Om Santi Santi Santi Om"
Terjemahan:
"Om Hyang Widhi, semoga makanan yang masuk ke dalam tubuh hamba, memberikan kekuatan dan keselamatan, panjang umur dan tidak mendapatkan sesuatu halangan apapun. Om Hyang Widhi damai di hati, damai di dunia dan damai selamanya.
Swadharma Ibu sebagai Penyelenggara Aktivitas Agama adalah sangat dominan yaitu dari membuat, mempersembahkan dengan doa atau mantra, yang pada dasarnya adalah untuk memohon keselamatan diri pribadi dan keluarga serta leluhur di dalam keluarganya tiap-tiap hari.

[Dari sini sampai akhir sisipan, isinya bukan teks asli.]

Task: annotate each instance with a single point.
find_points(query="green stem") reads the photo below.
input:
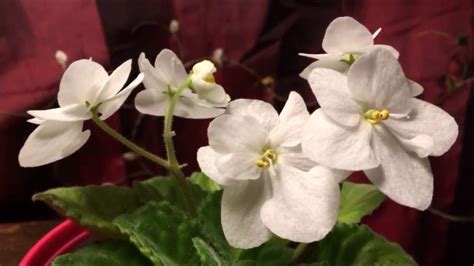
(168, 134)
(134, 147)
(298, 251)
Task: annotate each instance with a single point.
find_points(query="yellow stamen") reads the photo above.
(268, 158)
(374, 116)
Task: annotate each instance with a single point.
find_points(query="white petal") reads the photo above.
(51, 141)
(346, 35)
(294, 156)
(151, 102)
(152, 79)
(377, 80)
(190, 106)
(263, 112)
(335, 174)
(415, 88)
(337, 146)
(211, 92)
(81, 82)
(76, 112)
(239, 165)
(240, 213)
(331, 63)
(115, 82)
(231, 133)
(427, 119)
(402, 176)
(170, 67)
(207, 159)
(330, 89)
(111, 105)
(292, 119)
(303, 208)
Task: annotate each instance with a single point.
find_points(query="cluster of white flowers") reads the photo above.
(274, 169)
(280, 172)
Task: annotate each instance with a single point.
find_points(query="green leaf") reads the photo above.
(209, 213)
(165, 188)
(207, 254)
(92, 206)
(162, 232)
(204, 182)
(352, 244)
(109, 252)
(358, 200)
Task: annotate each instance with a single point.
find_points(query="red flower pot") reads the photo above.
(63, 238)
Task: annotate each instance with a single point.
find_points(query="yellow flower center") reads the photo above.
(375, 116)
(210, 78)
(268, 158)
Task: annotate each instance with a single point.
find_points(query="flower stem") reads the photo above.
(168, 134)
(298, 251)
(134, 147)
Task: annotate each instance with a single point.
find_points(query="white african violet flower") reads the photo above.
(369, 121)
(256, 155)
(346, 40)
(167, 75)
(85, 84)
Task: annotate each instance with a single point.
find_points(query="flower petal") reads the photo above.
(207, 159)
(240, 213)
(111, 105)
(51, 141)
(171, 69)
(115, 82)
(377, 80)
(291, 121)
(239, 165)
(346, 35)
(337, 146)
(76, 112)
(152, 102)
(402, 176)
(81, 82)
(330, 89)
(152, 79)
(262, 111)
(304, 206)
(331, 63)
(427, 119)
(231, 133)
(415, 88)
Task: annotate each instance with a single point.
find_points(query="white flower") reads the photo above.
(370, 121)
(256, 156)
(167, 75)
(85, 84)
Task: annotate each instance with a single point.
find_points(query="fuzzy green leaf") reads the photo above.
(358, 200)
(162, 232)
(165, 188)
(206, 253)
(204, 182)
(109, 252)
(92, 206)
(352, 244)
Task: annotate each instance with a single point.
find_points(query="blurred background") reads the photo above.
(255, 44)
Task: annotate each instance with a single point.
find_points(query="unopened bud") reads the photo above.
(174, 26)
(61, 58)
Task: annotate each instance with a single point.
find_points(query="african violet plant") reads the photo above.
(271, 190)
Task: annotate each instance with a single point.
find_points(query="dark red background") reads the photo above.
(262, 34)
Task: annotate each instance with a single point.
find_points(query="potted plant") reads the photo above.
(271, 189)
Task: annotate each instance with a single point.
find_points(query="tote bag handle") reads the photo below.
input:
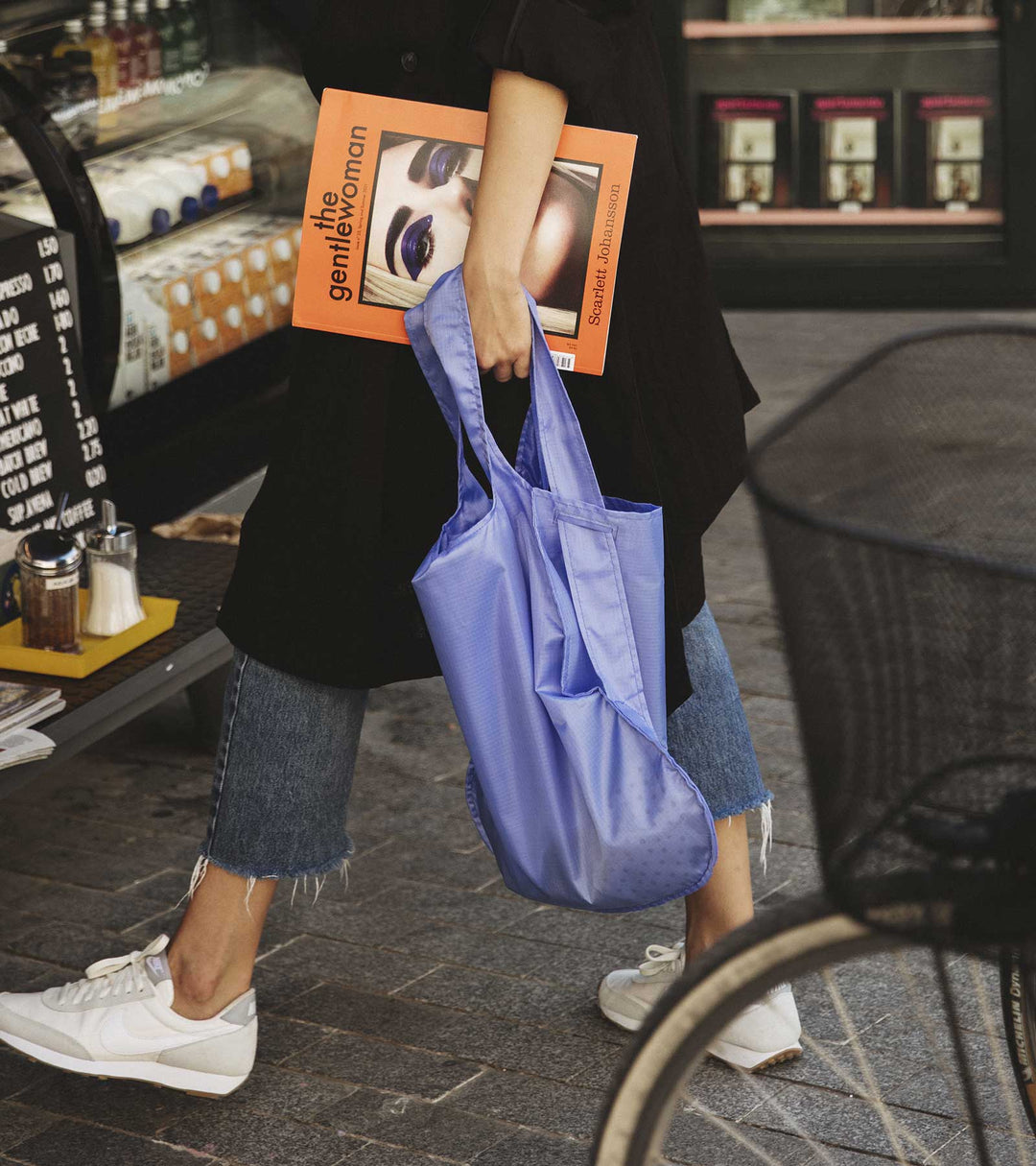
(439, 330)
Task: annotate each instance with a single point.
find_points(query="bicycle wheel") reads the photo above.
(1018, 991)
(855, 1099)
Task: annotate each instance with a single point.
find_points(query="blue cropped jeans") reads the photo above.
(288, 748)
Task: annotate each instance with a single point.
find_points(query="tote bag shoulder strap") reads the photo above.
(439, 330)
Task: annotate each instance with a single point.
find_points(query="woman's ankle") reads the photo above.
(202, 988)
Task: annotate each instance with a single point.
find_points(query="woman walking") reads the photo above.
(665, 423)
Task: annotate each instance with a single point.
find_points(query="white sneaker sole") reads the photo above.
(750, 1060)
(202, 1084)
(625, 1023)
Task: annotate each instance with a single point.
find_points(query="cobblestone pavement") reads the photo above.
(422, 1013)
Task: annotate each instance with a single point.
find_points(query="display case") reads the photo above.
(862, 152)
(172, 140)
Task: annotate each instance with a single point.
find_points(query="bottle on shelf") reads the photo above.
(147, 47)
(130, 213)
(120, 36)
(164, 203)
(168, 32)
(190, 182)
(84, 97)
(71, 37)
(189, 27)
(105, 58)
(56, 87)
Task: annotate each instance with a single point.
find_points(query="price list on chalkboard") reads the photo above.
(49, 435)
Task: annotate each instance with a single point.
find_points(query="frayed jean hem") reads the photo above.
(765, 804)
(318, 872)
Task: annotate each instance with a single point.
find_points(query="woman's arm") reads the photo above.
(526, 119)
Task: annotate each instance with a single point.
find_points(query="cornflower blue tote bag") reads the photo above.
(544, 604)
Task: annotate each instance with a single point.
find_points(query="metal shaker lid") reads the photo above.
(48, 553)
(111, 536)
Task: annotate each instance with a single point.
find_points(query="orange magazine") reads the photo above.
(388, 210)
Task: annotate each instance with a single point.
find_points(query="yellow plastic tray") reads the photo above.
(97, 650)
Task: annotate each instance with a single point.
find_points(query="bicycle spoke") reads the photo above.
(891, 1128)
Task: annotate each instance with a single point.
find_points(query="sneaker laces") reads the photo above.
(121, 974)
(661, 959)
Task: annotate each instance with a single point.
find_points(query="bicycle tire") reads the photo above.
(1018, 991)
(804, 937)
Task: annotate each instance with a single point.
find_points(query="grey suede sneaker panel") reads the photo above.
(39, 1035)
(156, 966)
(242, 1011)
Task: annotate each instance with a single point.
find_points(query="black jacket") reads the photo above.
(365, 476)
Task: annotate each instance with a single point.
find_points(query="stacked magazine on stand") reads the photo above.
(20, 706)
(391, 189)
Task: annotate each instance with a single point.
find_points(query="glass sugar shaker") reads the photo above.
(48, 565)
(111, 555)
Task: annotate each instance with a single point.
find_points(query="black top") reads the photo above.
(365, 473)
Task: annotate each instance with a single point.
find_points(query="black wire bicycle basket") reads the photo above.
(899, 514)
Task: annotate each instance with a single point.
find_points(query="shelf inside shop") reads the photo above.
(250, 201)
(846, 26)
(255, 95)
(901, 216)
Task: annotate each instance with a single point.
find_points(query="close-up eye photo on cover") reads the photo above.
(518, 583)
(423, 200)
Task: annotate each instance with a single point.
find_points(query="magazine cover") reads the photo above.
(388, 209)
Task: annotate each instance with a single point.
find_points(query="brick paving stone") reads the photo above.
(17, 1073)
(531, 1101)
(79, 1144)
(379, 921)
(19, 1123)
(70, 944)
(499, 996)
(413, 1124)
(524, 1047)
(363, 1061)
(14, 923)
(374, 1154)
(449, 905)
(535, 1150)
(347, 964)
(76, 904)
(281, 1036)
(372, 1015)
(695, 1140)
(483, 950)
(275, 988)
(255, 1139)
(424, 862)
(167, 888)
(851, 1122)
(271, 1089)
(130, 1106)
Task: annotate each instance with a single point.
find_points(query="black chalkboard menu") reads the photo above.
(49, 435)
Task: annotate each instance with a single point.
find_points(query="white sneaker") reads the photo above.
(765, 1034)
(119, 1023)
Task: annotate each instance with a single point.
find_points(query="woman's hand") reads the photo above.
(525, 123)
(500, 323)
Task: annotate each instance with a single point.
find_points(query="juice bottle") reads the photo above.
(56, 88)
(168, 33)
(84, 96)
(123, 38)
(71, 38)
(190, 36)
(147, 47)
(105, 58)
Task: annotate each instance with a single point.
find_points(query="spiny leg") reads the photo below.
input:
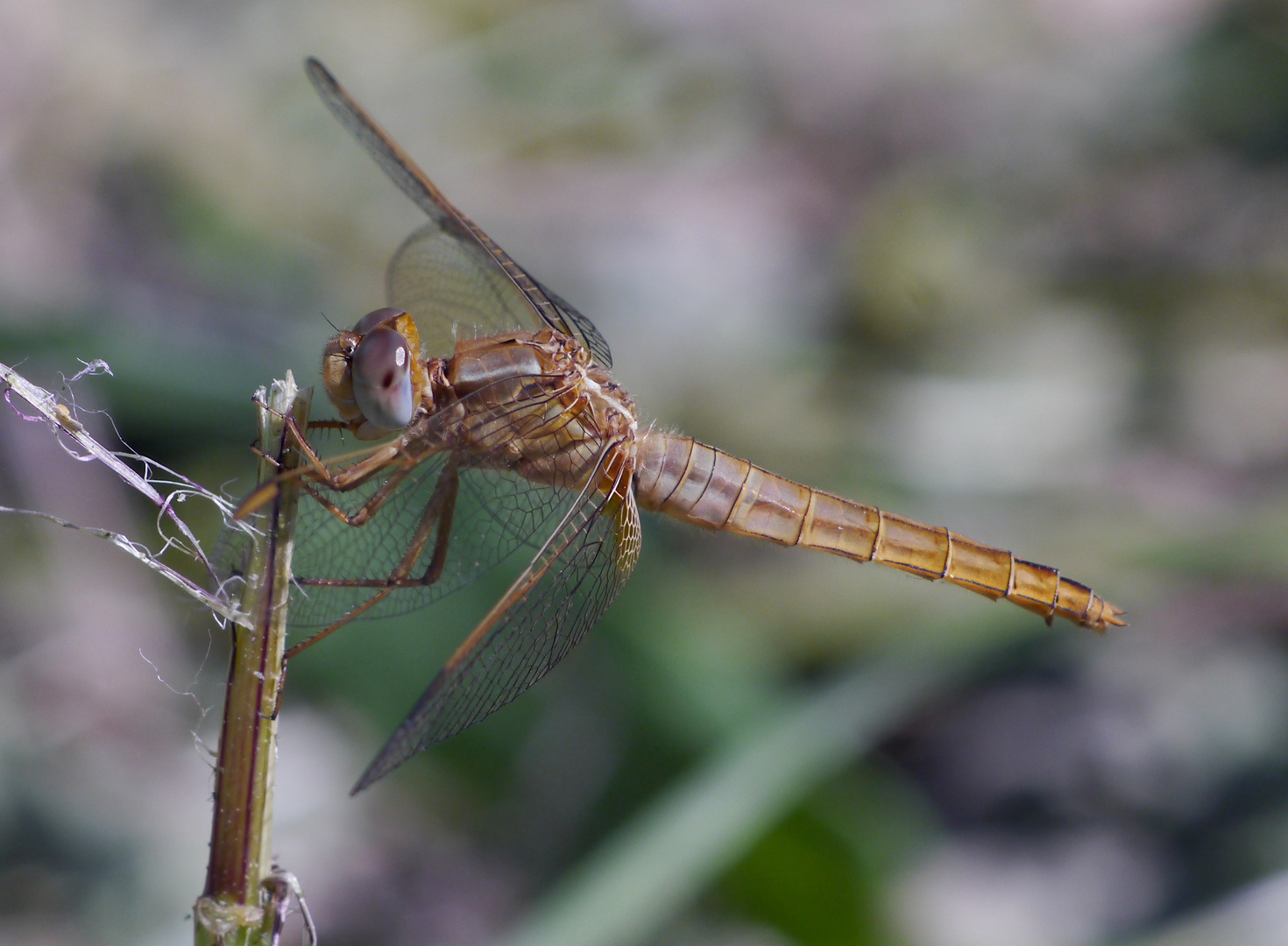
(440, 510)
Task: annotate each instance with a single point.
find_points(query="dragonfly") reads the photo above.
(498, 429)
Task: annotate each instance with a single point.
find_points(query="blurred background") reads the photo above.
(1014, 266)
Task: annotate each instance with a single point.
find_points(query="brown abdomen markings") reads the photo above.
(706, 487)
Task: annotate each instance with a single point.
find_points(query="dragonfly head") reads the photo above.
(374, 375)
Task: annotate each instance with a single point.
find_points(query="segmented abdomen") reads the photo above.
(699, 484)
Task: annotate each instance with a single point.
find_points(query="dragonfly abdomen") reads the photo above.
(707, 487)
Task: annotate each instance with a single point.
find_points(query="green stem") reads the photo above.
(232, 910)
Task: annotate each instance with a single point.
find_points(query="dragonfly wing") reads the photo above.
(547, 611)
(337, 568)
(451, 285)
(478, 271)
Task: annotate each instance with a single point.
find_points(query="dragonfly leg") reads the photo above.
(342, 482)
(370, 507)
(437, 518)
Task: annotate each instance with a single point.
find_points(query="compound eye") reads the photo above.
(381, 378)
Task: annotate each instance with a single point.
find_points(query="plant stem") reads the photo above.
(232, 910)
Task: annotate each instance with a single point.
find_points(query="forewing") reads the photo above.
(485, 288)
(548, 611)
(451, 286)
(340, 568)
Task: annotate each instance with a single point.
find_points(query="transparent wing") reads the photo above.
(342, 569)
(547, 611)
(451, 286)
(485, 288)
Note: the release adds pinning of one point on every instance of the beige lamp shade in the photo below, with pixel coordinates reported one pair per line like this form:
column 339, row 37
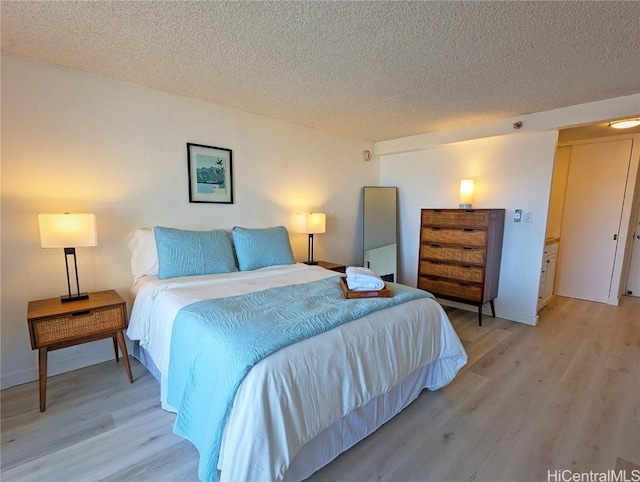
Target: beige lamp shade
column 67, row 230
column 466, row 193
column 311, row 223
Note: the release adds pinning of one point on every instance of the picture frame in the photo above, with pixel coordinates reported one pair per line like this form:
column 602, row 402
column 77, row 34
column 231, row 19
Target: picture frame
column 210, row 174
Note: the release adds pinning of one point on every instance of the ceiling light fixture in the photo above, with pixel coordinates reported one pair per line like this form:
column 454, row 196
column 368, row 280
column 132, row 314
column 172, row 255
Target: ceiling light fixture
column 625, row 123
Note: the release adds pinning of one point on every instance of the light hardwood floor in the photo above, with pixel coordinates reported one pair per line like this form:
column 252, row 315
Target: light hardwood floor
column 564, row 395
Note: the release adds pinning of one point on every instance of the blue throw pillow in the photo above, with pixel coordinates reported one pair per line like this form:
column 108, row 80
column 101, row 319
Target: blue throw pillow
column 259, row 248
column 189, row 253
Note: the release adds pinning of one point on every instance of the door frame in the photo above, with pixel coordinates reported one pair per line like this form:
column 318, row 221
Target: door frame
column 630, row 206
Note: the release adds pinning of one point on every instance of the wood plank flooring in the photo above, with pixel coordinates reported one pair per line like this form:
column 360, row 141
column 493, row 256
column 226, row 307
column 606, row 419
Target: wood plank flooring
column 564, row 395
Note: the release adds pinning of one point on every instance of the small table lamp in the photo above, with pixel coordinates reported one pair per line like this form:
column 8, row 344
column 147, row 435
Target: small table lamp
column 466, row 193
column 311, row 223
column 68, row 231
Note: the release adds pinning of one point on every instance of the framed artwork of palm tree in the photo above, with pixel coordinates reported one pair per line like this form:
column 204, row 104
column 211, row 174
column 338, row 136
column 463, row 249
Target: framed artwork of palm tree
column 210, row 175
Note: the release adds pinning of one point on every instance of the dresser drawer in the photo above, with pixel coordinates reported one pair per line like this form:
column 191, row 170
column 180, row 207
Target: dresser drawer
column 451, row 289
column 451, row 253
column 464, row 237
column 460, row 272
column 48, row 331
column 457, row 217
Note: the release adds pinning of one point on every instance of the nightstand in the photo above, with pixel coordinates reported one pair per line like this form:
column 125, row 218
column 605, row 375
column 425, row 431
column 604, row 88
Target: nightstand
column 54, row 325
column 340, row 268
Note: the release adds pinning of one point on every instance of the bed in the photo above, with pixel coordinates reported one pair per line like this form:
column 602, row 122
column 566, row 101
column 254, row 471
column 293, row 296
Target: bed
column 299, row 407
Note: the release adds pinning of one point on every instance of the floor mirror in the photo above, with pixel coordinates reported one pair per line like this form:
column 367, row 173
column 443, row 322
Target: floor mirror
column 380, row 231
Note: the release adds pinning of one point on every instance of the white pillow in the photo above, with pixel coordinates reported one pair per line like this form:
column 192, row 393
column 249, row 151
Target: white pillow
column 144, row 256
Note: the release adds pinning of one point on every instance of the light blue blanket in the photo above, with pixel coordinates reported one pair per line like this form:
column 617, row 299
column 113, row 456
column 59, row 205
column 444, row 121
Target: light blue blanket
column 215, row 343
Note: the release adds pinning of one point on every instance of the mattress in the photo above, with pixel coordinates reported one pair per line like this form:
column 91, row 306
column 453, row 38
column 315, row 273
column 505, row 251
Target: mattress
column 383, row 360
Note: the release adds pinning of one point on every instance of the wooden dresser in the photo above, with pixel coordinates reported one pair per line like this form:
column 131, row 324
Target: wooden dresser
column 460, row 252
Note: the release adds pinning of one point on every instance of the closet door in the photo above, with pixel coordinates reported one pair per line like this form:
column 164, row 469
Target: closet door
column 591, row 220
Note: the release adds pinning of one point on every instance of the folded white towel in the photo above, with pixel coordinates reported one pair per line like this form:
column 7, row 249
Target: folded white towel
column 363, row 279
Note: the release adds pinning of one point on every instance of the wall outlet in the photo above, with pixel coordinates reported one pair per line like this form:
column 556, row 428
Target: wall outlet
column 517, row 217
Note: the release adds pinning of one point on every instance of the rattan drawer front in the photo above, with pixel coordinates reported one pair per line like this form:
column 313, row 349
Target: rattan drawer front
column 464, row 237
column 455, row 218
column 451, row 289
column 64, row 328
column 474, row 274
column 450, row 253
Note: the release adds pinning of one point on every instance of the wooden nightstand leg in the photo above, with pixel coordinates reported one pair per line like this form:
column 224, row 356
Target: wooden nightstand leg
column 115, row 348
column 42, row 368
column 125, row 354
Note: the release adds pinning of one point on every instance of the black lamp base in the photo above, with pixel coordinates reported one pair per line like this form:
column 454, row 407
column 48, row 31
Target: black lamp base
column 76, row 297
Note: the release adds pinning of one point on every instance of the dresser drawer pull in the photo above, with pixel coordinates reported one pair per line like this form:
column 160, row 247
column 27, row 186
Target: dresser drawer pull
column 81, row 313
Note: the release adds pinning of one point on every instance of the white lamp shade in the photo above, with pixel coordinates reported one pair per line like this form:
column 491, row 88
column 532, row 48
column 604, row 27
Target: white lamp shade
column 466, row 191
column 311, row 223
column 69, row 230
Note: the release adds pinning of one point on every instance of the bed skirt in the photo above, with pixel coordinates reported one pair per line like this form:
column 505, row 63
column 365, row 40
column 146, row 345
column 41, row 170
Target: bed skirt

Di samping melaksanakan mesaiban/ngejot, juga pelaksanaan upacara persembahyangan Trisandhya yaitu sebanyak tiga kali sehari pada pagi, siang dan soreh/malam hari. Untuk menuntunya di sekolah juga telah dilaksanakan oleh Bapak/Ibu Guru, namun untuk di rumah juga perhatian dari ibunya sangat diperlukan, karena kesemuanya itu adalah bertujuan untuk memohonkan keselamatan atas segala ciptaan beliau di dunia tiga lain, yaitu di atas, tengah dan bawah, yang merupakan lingkungan hidupnya manusia, agar tetap diberikan kedamaian sepanjang masa.
Dagang Banten Bali |
Selain itu juga swadharma ibu di keluarga menyelenggarakan aktivitas agama untuk upacara-upacara yang sifatnya berkala, misalnya setiap kliwon yaitu Masegeh (mempersembahkan korban suci berupa suguhan nasi dengan lauk pauk bawang merah, jahe dan garam) kepada para Bhutakala, yang mungkin mengganggu kelalaian manusia dalam kehidupannya. Di samping itu juga upacara-upacara Kajeng Kliwon, Purnama, Tilem, Anggara Kasih, Buda Kiliwon, Buda Cemeng, Tumpek, Saraswati, Pagerwesi, Galungan, Kuningan, Tawur Ka Sanga menjelang hari Raya Nyepi dan lain sejenisnya, sesuai dengan Desa, kala dan Patra.
Untuk perwujudan upacara-upacara tersebut, sudah tentu didahului dengan berbagai persiapan-persiapan seperti membuat jajan, majajahitan, matanding (mengatur semua sarana upakara menjadi banten) dan langsung mempersembahkan sampai selesai.
Untuk kesemarakan pelaksanaannya, disertai pula dengan Kidung Wargasari, yang juga sebagian besar didukung oleh para ibu-ibu dan kaum wanita lainnya seperti yang masih remaja-remaja. Untuk kelangsungannya juga kepada generasi penerus, patut di bimbing oleh para kaum ibu di masing-masing keluargannya.
Khusus untuk upacara yang erat kaitannya dengan manusia dari lahirnya hingga dewasa dan tua, ada beberapa upacara penting yang patut diselenggarakan oleh ibu-ibu terhadap anak atau anggota keluargannya yang disebut daur ulang atau Manusa Yadnya itu adalah:
1. Upacara bayi lahir.
2. Upacara Kepus puser/Panelahan.
3. Upacara bayi 12 hari/ngelepas hawon.
4. Upacara Turug Kambuhan/42 hari.
5. Upacara Nyambutin/3 bulan.
6. Upacara Oton.
Upacara Oton ini diwajibkan setiap enam bulan sekali supaya tetap diperingati, karena bertepatan dengan hari lahir yang tepat dengan hari, (sapta wara), Pancawara dan Wuku, untuk mohon tuntunan kehadapan Hyang Widhi/manifestasi-Nya dari leluhur kepada yang turun menjelma.
Semua upacara-upacara tersebut, bertujuan untuk membersikan dan menyucikan diri pribadi secara lahir dan batin yang dimohonkan kehadapan Hyang Widhi sebagai sumber-Nya.
Demikianlah Swadharma Ibu sebagai Penyelenggara Aktivitas Agama, yang selalu sibuk dalam kehidupannya sehari-hari, semata-mata untuk mengabdikan dirinya kepada keluarganya secara lahir dan batin.
Referensi: https://www.mutiarahindu.com/2020/10/peran-ibu-sebagai-penyelenggara.html
Sri Arwati, Dra Ni Made.2016. Ibu dalam Keluarga Hindu. Denpasar: ESBE buku.